If you happen to need eight Tesla V100 GPUs with a total of 40,960 CUDA cores and 128GB of GPU memory crammed into one beefy chassis, Nvidia's got you covered. Yes, the DGX-1 can play Crysis (sorry to steal your thunder, commenters), but Nvidia designed it specifically for artificial intelligence workloads in the data center.
Artificial intelligence is reshaping the face of computing from the data center down to mobile devices. Nvidia GPUs already power a good portion of today's compute-intensive AI training, which is the critical step that enables the lighter-weight inference part of the deep learning equation.
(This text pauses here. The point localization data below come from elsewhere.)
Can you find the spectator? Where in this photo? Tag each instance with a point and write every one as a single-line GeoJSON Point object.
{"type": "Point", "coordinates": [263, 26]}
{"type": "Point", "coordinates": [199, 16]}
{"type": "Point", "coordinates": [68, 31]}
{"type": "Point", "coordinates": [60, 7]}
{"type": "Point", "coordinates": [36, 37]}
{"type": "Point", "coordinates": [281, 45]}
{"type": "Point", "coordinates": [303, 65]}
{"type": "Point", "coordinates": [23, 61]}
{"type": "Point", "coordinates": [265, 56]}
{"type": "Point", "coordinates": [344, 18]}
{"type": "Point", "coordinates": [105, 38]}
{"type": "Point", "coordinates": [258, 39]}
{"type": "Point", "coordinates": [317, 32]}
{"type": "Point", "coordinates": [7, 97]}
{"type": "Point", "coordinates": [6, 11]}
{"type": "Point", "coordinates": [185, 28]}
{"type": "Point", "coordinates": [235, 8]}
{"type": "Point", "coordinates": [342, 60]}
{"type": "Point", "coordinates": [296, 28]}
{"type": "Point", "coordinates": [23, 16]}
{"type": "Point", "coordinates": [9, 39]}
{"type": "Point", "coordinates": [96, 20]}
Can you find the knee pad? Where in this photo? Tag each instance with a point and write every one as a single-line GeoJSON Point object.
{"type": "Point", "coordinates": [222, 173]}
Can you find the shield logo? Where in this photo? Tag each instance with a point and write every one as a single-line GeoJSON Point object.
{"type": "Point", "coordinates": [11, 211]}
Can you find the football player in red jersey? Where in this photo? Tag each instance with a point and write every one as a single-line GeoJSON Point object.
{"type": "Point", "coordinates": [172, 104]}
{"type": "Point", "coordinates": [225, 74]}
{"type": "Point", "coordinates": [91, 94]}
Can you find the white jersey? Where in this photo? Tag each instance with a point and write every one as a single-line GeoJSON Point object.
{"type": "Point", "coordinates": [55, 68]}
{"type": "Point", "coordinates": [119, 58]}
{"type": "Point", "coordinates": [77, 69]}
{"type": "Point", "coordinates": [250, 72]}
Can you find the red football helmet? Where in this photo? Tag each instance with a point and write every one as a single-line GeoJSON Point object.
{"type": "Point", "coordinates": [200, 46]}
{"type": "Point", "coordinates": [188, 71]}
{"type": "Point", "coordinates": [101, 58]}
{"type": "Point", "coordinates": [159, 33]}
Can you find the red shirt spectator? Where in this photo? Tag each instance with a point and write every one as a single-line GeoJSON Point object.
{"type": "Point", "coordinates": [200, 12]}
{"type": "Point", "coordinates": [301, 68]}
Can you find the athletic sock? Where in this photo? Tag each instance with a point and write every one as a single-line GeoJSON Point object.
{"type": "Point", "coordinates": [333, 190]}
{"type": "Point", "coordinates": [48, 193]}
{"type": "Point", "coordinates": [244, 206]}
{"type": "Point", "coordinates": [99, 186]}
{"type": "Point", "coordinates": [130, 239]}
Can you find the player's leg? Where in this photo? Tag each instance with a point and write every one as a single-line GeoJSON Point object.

Processing data on the edge through inference, such as in IoT and mobile devices, brings its unique set of challenges, but the real processing grunt work occurs in the data center.
Nvidia sells plenty of GPUs, but as with any business model, it's always more lucrative to step up to the system level. It also helps build a more robust developer ecosystem to further the larger objective of bringing AI to a broad spate of applications that touch every facet of modern applications.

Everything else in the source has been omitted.